(Originally published on CFACT.org.)
A new small business near Virginia’s picturesque Shenandoah Valley is threatened with extinction at the hands of county officials who are determined to twist the law in order to snuff out a local agricultural enterprise.
Located on a 70-acre farm near the village of Paris, Virginia, about 50 miles west of Washington, D.C., the Piedmont Agriculture Academy LLC (PAA) has quickly become a fixture in the local community. PAA functions as both an animal-rescue farm and a place where people can buy the many products originating on the property. Some 168 animals have found shelter on the farm, including alpacas, llamas, emus, a miniature horse, and a vast assortment of chickens, goats, ducks, sheep, turkeys, and cows. Dozens of the well-maintained animals are sheered every year, and their fiber is hand-washed and sold as yarn, socks, scarves, gloves, and nest builders. This year, the farmers who founded PAA have planted nearly 2000 tomato plants and 1000 eggplants on the property and have set up an apiary for producing honey.
A tastefully renovated barn serves as the farm’s on-site store, where vegetables, eggs, fresh and dried herbs, honeybee products, soaps, and handspun fibers from the livestock – all produced on the property – are sold to eager customers.
But if the Fauquier County Department of Community Development (DCD) has its way, the farm may soon have to cease operating. In June, the Piedmont Agriculture Academy was served with a “Notice of Zoning Violation” from the DCD.
The facts are these: In June 2011, PAA applied for and received a business license for the operation of a “retail farm shop.” The issuance of the license required the review and approval of the Fauquier DCD. Furthermore, the property on which the farm is located is zoned Agricultural (RA), with a small area Residential-Village (V), and the current use of the property is similar that that of farms throughout the county.
Subsequent to PAA’s receiving its business license, Fauquier County’s Zoning Ordinance was amended to include a “Farm Sale” use category. The county now alleges that this new use is the one in which PAA is engaged and for which the farm lacks the proper permit.
In a scathing letter to Zoning Administrator Kimberly Johnson, John W. Whitehead, president of the Rutherford Institute, a civil liberties organization based in Charlottesville, Va., excoriated the county for its treatment of PAA. Whitehead pointed out that, “This after-the-fact determination is in violation of Virginia law as well as your own Zoning Code, and it constitutes an improper interference with the owner’s fundamental liberty to own and enjoy real property.”

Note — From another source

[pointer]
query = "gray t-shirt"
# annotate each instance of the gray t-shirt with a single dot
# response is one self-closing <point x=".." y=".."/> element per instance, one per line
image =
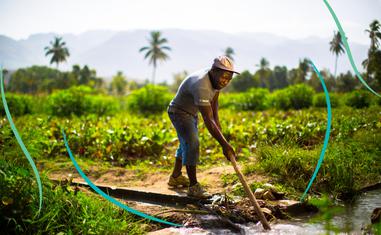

“The substantive protections inherent in the Fourteenth Amendment’s Due Process Clause are implicated when a municipality interferes with an entitlement that stems from an administrative determination,” Whitehead added. “These protections are certainly implicated in this case, as your ex post facto decision essentially revokes the previous permission given to the property owner to conduct the specific activities in question.”
Karen Moreau, president of the Albany, New York-based Foundation for Land and Liberty, was equally unsparing in her criticism of the county’s action. “I have visited the farm and reviewed the operations of PAA and do not see that your position is supported by the facts or the intent of the law,” she wrote Johnson. “Farming implies that a producer be able to sell his product, free of the dictates of local or even state laws as long as there is no threat to the public health or safety.”
“As former Counsel for Agriculture for the New York State Senate, I am well versed in agricultural law and the ‘right to farm’ protections most states, including NY and Virginia, have adopted to support agricultural practices, which include the right to sell the product one produces,” Moreau added.
The fate of PAA will be determined at a hearing scheduled for August 2nd before the DCD’s Division of Zoning, Permitting and Inspections in Warrenton, Va. At stake is not just the future of a law-abiding business in a small rural community. If Fauquier County officials can pull this kind of bait-and-switch on its citizens, what’s to keep other local governments from carrying out similar arbitrary and capricious actions elsewhere in the country?